Yahoo was an index, not a search engine. Altavista (not Astalavista, we're not trying to find warez) was the best / most popular actual search engine became the provider of search results to Yahoo as early as 1996 - Yahoo was not in the search engine business they were in the portal / media business.
Altavista was popular because of its minimalist interface, and because their crawler was fast and indexed much more of the web than anyone else had at the time. What Google did was come along and provide the minimalist interface, crawled as much or more of the web but on top of that it gave results what were much much more relevant than Altavista, AskJeeves, etc. There was absolutely a market for a better search engine at the time and Google seized it, which is why they became so dominant so quickly - it was hardly "slightly better" - it was way way better.
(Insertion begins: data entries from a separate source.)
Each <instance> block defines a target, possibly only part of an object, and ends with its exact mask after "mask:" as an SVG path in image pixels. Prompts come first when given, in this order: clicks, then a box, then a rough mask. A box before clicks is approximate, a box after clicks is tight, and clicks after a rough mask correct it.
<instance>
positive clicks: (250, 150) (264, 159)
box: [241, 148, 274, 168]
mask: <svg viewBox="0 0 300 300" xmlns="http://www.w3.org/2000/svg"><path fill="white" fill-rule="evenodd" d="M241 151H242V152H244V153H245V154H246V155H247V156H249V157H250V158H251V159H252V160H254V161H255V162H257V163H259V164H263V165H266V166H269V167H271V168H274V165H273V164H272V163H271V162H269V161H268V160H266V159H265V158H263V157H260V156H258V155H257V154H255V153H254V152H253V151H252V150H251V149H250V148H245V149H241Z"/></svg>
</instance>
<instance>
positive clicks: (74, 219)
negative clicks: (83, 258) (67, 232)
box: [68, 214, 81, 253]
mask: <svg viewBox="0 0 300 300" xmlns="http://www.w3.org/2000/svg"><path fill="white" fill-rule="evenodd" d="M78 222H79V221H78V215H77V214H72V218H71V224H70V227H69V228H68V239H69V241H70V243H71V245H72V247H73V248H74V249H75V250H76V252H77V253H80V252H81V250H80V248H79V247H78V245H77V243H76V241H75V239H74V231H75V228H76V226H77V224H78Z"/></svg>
Do you even know anything about perl? -- AC Replying to Tom Christiansen post.
Thanks for the insights. I've never seen anyone so committed to using the "!" in the Yahoo name and I gotta say, it's really, really irritating.
AltaVista wasn't even started as a business. It was a demo for DEC Alpha machines, one of the first big systems built from huge numbers of rackmount machines interconnected by local area networks. Before that, most big data centers were built around mainframes.
AltaVista was originally installed in an old Pacific Telephone building in Palo Alto, a few blocks from DEC's research center. Because the building was built for rows of racks and cable trays, their data center was set up like a phone central office, with aisles of open racks bolted to the floor and cable trays above. At the time (1995) the typical data center had cabinets sitting on raised floors. In many ways, AltaVista set the pattern for the next fifteen years of computing.